- Book cover
- Original title: יומני בוקר, tr. Yomane boḳer
- Illustrator: Michal Bat-Adam; Adam Rubin;
- Cover artist: Michal Bat-Adam
- Country: Israel
- Language: Hebrew
- Subject(s): Still photography
- Publisher: Tel Aviv: Keshev Publishing [he]
- Publication date: March 2017
- Media type: Paperback
- Pages: 117
- Size and weight: 21 cms
- ISBN: 9789655312256
- OCLC: 974183300

= Morning Diaries =

Morning Diaries (יומני בוקר, tr. Yomane boḳer) is a 2017 Hebrew poem by Israeli filmmaker and actress Michal Bat-Adam, her first venture into the medium.

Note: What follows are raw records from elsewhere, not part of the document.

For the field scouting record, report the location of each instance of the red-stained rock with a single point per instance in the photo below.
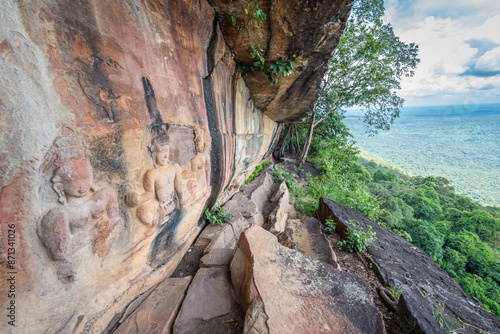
(208, 304)
(277, 218)
(217, 257)
(93, 92)
(308, 236)
(157, 313)
(285, 291)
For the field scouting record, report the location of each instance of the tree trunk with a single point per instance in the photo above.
(292, 145)
(297, 139)
(307, 142)
(283, 143)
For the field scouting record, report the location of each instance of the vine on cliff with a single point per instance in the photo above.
(283, 67)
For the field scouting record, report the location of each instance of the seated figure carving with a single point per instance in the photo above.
(162, 187)
(85, 217)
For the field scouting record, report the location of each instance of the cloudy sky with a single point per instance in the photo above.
(459, 49)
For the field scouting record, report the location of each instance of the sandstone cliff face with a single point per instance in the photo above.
(120, 122)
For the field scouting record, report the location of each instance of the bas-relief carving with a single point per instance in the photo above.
(197, 172)
(86, 216)
(162, 187)
(169, 185)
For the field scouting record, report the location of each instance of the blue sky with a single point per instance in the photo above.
(459, 44)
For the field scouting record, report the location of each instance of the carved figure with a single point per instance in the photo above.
(85, 215)
(162, 185)
(198, 172)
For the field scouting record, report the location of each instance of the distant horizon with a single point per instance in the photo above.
(459, 50)
(356, 110)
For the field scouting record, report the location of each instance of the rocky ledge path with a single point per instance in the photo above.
(271, 271)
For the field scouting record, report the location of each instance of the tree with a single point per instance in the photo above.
(366, 70)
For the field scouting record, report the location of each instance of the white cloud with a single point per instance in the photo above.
(445, 49)
(490, 61)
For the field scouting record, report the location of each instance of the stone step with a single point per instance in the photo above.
(277, 218)
(309, 238)
(158, 311)
(285, 291)
(210, 306)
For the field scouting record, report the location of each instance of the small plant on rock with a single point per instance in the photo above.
(357, 239)
(403, 234)
(280, 175)
(256, 172)
(329, 226)
(218, 215)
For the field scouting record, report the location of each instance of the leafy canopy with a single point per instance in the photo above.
(367, 68)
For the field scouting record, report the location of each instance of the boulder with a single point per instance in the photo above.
(427, 290)
(309, 238)
(157, 313)
(217, 257)
(308, 29)
(285, 291)
(229, 234)
(209, 303)
(277, 218)
(240, 206)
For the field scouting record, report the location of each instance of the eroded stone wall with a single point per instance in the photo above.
(120, 122)
(108, 114)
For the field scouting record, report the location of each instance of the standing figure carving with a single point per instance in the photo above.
(162, 187)
(85, 217)
(198, 171)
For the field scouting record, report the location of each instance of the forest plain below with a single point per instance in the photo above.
(460, 143)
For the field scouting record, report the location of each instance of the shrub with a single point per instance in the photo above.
(357, 239)
(329, 226)
(218, 215)
(256, 172)
(280, 175)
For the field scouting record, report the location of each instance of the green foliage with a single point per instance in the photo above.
(253, 12)
(256, 171)
(455, 231)
(479, 254)
(367, 68)
(280, 175)
(218, 215)
(330, 226)
(273, 70)
(357, 239)
(395, 292)
(283, 67)
(426, 237)
(403, 234)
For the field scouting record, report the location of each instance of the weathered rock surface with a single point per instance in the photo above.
(121, 121)
(425, 287)
(209, 303)
(157, 313)
(309, 238)
(285, 291)
(277, 218)
(310, 30)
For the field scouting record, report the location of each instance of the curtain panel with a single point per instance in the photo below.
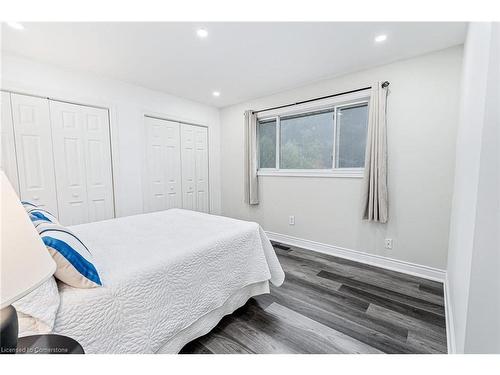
(375, 195)
(251, 185)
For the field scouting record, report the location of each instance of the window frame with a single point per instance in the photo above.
(348, 100)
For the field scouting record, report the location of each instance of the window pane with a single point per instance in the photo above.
(267, 144)
(307, 141)
(352, 126)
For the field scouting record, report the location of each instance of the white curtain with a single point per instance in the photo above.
(251, 185)
(375, 200)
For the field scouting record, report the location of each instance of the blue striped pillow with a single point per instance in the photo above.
(74, 260)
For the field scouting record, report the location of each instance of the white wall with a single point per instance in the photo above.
(422, 118)
(474, 260)
(127, 104)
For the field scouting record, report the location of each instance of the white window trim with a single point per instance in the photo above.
(335, 172)
(339, 101)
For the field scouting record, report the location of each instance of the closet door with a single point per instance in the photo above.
(9, 164)
(163, 165)
(201, 168)
(33, 142)
(194, 143)
(82, 163)
(188, 167)
(67, 134)
(99, 177)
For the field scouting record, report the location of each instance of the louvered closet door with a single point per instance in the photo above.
(9, 164)
(163, 165)
(82, 163)
(34, 150)
(194, 144)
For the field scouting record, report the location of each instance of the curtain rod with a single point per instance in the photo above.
(384, 85)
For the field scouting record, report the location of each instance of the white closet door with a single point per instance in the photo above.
(194, 143)
(98, 163)
(201, 168)
(188, 167)
(163, 165)
(82, 163)
(34, 150)
(9, 164)
(69, 157)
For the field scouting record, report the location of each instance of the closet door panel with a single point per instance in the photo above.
(201, 168)
(95, 123)
(163, 165)
(69, 162)
(82, 156)
(9, 163)
(33, 142)
(173, 164)
(188, 167)
(155, 184)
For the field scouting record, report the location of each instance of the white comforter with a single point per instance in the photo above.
(161, 272)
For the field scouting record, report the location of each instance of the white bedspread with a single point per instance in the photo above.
(161, 272)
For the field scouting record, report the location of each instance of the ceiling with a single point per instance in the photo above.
(240, 60)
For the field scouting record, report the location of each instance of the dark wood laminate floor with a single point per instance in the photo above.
(333, 305)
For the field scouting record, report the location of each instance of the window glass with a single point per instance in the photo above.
(352, 125)
(306, 141)
(267, 143)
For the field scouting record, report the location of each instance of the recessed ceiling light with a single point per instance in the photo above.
(202, 33)
(15, 25)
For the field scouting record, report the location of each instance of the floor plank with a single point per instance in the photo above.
(333, 305)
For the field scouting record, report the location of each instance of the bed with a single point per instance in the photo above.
(168, 278)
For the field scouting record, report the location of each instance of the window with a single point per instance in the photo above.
(306, 141)
(267, 144)
(328, 141)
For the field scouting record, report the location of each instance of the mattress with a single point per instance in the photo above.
(162, 272)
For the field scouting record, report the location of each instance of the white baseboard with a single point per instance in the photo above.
(450, 328)
(425, 272)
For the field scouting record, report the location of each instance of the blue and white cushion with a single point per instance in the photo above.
(37, 213)
(74, 260)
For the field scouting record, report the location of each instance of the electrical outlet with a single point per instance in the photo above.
(388, 243)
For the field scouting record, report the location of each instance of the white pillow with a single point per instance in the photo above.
(73, 259)
(36, 311)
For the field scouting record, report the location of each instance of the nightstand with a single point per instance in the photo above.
(48, 344)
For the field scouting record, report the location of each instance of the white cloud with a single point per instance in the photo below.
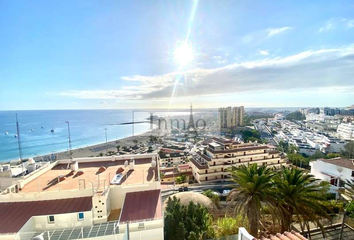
(264, 53)
(274, 31)
(321, 69)
(220, 60)
(337, 23)
(350, 23)
(327, 27)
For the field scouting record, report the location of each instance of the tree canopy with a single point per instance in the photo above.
(190, 222)
(295, 116)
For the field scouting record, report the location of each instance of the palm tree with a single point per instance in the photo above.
(300, 194)
(349, 189)
(254, 188)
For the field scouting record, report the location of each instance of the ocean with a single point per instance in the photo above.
(87, 127)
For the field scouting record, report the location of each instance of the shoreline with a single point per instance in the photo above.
(93, 150)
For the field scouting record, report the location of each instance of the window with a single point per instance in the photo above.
(51, 219)
(141, 226)
(80, 216)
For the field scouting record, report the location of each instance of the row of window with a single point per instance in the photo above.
(80, 217)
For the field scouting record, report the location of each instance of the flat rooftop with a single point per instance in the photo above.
(48, 181)
(142, 205)
(13, 215)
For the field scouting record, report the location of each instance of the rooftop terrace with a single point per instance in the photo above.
(48, 181)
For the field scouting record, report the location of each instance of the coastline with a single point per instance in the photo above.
(94, 149)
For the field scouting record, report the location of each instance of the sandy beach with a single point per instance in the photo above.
(102, 148)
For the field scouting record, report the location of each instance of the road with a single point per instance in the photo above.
(198, 188)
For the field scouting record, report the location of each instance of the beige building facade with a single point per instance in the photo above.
(230, 117)
(221, 154)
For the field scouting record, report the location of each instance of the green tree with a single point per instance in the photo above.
(192, 222)
(254, 187)
(180, 179)
(295, 116)
(283, 146)
(318, 154)
(349, 188)
(349, 150)
(333, 155)
(350, 209)
(229, 226)
(213, 197)
(300, 195)
(251, 135)
(298, 160)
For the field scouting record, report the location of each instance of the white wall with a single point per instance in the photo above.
(118, 193)
(67, 220)
(52, 195)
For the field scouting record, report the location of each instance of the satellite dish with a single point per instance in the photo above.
(39, 237)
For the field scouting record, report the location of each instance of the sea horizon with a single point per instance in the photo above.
(87, 128)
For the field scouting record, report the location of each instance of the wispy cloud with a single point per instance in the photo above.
(220, 59)
(261, 35)
(264, 53)
(350, 23)
(274, 31)
(337, 23)
(327, 27)
(326, 68)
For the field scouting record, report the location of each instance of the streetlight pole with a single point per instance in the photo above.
(69, 137)
(106, 139)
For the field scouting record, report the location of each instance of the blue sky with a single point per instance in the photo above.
(119, 54)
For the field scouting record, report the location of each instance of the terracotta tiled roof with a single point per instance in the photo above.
(347, 163)
(184, 166)
(286, 236)
(141, 205)
(198, 164)
(13, 215)
(222, 140)
(241, 149)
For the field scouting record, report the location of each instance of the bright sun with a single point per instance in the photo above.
(183, 54)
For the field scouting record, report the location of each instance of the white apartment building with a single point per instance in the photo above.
(346, 131)
(308, 141)
(213, 162)
(335, 171)
(231, 117)
(93, 198)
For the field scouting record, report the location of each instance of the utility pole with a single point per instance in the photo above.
(133, 122)
(18, 138)
(106, 139)
(69, 137)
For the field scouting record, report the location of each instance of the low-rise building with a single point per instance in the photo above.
(221, 154)
(346, 131)
(173, 158)
(335, 171)
(169, 174)
(95, 198)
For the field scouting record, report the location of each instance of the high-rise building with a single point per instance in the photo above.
(231, 117)
(214, 161)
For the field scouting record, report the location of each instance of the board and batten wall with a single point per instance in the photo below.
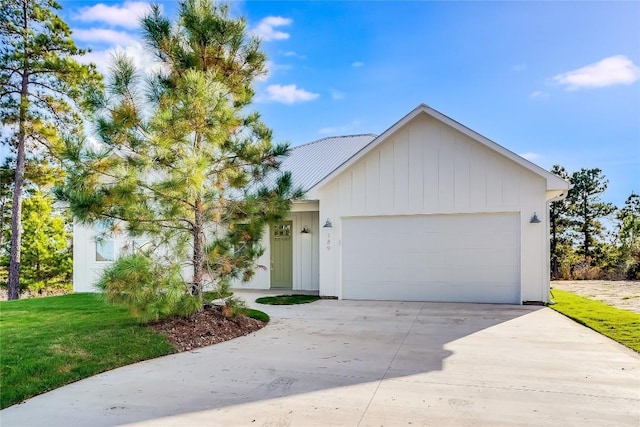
(427, 167)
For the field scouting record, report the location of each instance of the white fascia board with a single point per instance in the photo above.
(553, 182)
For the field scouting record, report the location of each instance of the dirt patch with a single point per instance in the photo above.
(207, 327)
(620, 294)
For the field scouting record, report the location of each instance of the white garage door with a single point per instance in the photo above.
(456, 258)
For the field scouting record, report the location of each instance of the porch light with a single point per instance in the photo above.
(534, 219)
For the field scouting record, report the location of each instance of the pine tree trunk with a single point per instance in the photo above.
(16, 210)
(198, 249)
(554, 246)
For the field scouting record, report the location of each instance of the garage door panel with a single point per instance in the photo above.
(465, 258)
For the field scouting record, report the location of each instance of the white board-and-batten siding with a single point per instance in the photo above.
(427, 167)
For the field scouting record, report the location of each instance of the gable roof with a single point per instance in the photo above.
(554, 183)
(312, 162)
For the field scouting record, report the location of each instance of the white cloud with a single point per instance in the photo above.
(530, 156)
(538, 94)
(103, 36)
(128, 15)
(291, 53)
(266, 28)
(336, 94)
(610, 71)
(289, 94)
(340, 130)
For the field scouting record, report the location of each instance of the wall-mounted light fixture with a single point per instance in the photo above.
(534, 219)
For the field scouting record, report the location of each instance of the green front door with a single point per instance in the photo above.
(281, 255)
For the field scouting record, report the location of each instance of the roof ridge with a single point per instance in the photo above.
(334, 137)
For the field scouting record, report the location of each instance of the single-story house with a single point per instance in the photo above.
(427, 211)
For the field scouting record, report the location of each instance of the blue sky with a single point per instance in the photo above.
(557, 82)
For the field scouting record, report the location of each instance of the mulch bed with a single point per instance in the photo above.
(207, 327)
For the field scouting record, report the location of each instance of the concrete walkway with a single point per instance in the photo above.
(349, 363)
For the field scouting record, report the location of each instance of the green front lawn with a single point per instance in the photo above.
(622, 326)
(48, 342)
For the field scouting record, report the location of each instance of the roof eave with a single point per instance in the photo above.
(553, 182)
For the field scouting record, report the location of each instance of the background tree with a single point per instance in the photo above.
(41, 84)
(587, 209)
(629, 236)
(39, 178)
(192, 170)
(46, 249)
(559, 222)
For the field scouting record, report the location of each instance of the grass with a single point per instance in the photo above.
(49, 342)
(288, 299)
(620, 325)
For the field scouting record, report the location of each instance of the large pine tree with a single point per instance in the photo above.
(191, 169)
(41, 84)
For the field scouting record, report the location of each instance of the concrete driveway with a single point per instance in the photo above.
(349, 363)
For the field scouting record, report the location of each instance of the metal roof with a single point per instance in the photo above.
(311, 162)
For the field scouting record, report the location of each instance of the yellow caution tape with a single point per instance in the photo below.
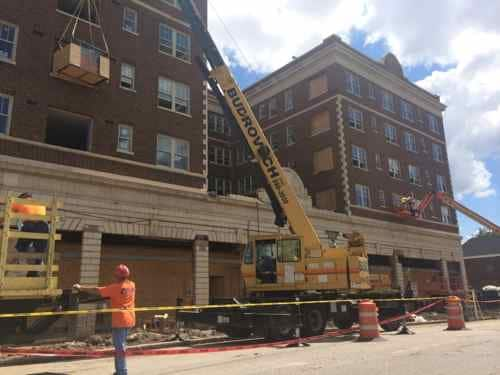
(201, 307)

It is accompanied by still photographs taken by Bat-Adam and her late father, Adam Rubin.

==Reception==
Haaretz critic Yotam Reuveni, who noted the influence of haiku, argued that the book is "incredibly aesthetic," underscored that "it seems to have been written throughout a long period," and, stated that the effect of the poetry and still photography together "creates in one's imagination a cinematic scene," for, he asserted, "the photographs are a transparent reality." He further wrote that the reading created an "experience of sadness, loneliness, and, alienation," and, claimed that the book's themes of domesticity are "very Israeli and very Tel Avivian," as, he further opined, "when one stands before honest, day-to-day, non-mawkish poetry of loneliness, one cannot but identify with it, because this is loneliness without hope for salvation, so, all that remains, is, at the end of the day, to describe reality in a diary." He concluded by saying that "the sadness is tender, the photography even more, and, in the end, the reader takes a deep breath, happy that the poetry touched him and that the encounter with sadness is over."